Einer plötzlichen Eingebung folgend, öffnete er die Schublade des Nachttisches und schob das Organ mit einer energischen Handbewegung hinein. Den Nachttisch selbst reinigte er mit dem Waschlappen, den er anschließend unter das Bett warf. Dann richtete er sich auf und trat einen Schritt zurück, um sein Werk zu betrachten. Das Resultat war äußerst befriedigend. Die Leiche lag ordentlich auf der rechten Seite des Doppelbetts. Er hatte sie so unter der Bettdecke verstaut, dass nur noch der blonde Haarschopf der Frau zu erkennen war. Vermutlich war die Matratze inzwischen blutdurchtränkt, aber auf den ersten Blick schien seine bizarre Operation keine Spuren hinterlassen zu haben. Wer immer nach ihm den Raum betrat, würde zunächst den Eindruck haben, dass die Signorina ein kleines Nickerchen machte. Jedenfalls solange er nicht versuchte, sie zu wecken.

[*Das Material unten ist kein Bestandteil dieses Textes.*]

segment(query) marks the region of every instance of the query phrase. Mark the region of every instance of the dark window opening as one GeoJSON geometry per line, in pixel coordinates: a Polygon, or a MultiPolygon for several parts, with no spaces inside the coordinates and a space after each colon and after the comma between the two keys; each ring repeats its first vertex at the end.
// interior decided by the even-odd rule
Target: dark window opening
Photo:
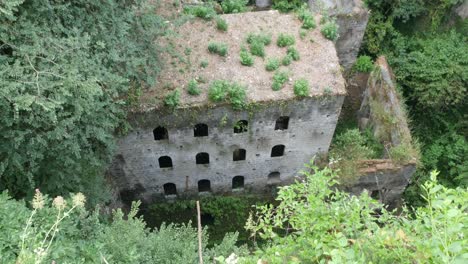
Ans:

Puh! Er reckte sich, massierte sich den Nacken und stellte fest, dass er auf einmal todmüde war. Kein Wunder nach dem Programm, das er gerade absolviert hatte. Er sah auf die Uhr. Erst eine Viertelstunde nach acht. Es sprach nichts dagegen, ein paar Minuten die Beine auszustrecken. Der nächste Kunde war ja erst für neun angekündigt. Und das Tier? Von dem war nichts zu hören. Es hatte sich in seine Höhle verkrochen, wo es zweifellos den Schlaf des Gerechten schlief. Also legte er sich vorsichtig auf die linke Seite des Bettes, gähnte und schloss die Augen. Fünf Minuten später war er eingeschlafen.